Ringfort (Rath), Glasdrumman, Co. Roscommon
Co. Roscommon |
Ringforts
On the eastern slope of a drumlin above Lough Allen sits a circular earthwork that, despite being over a thousand years old, offers no obvious way in.
There is no visible entrance to this ringfort at Glasdrumman, which is either a sign of how thoroughly time has softened the site, or a quietly unsettling architectural fact in itself.

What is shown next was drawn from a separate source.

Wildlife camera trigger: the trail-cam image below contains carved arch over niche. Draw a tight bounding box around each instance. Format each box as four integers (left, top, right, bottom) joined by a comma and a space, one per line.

A rath, as this type of monument is classified, is an early medieval enclosure, typically defined by one or more earthen banks and ditches, and used as a farmstead or place of refuge. The Glasdrumman example measures roughly 35 metres across its northwest to southeast axis and sits near the crest of a drumlin, one of those smooth, whale-backed hills of glacial deposit that roll across the Irish midlands and northwest. From this position it would have looked out eastward over Lough Allen, the northernmost of the Shannon lakes, about a kilometre away. The enclosure is defined by a slight earthen bank, between three and four metres wide, which survives to an interior height of only 0.2 to 0.4 metres at the southwest and northeast, though the exterior face rises to around a metre. Elsewhere, the boundary survives as a scarp rather than a built bank. On the western to northern arc, a flat-bottomed fosse, or ditch, accompanies the bank; it is nearly six metres wide at the top and a metre deep, which suggests that whatever the earthwork lacked in height it compensated for in the effort required to cross it.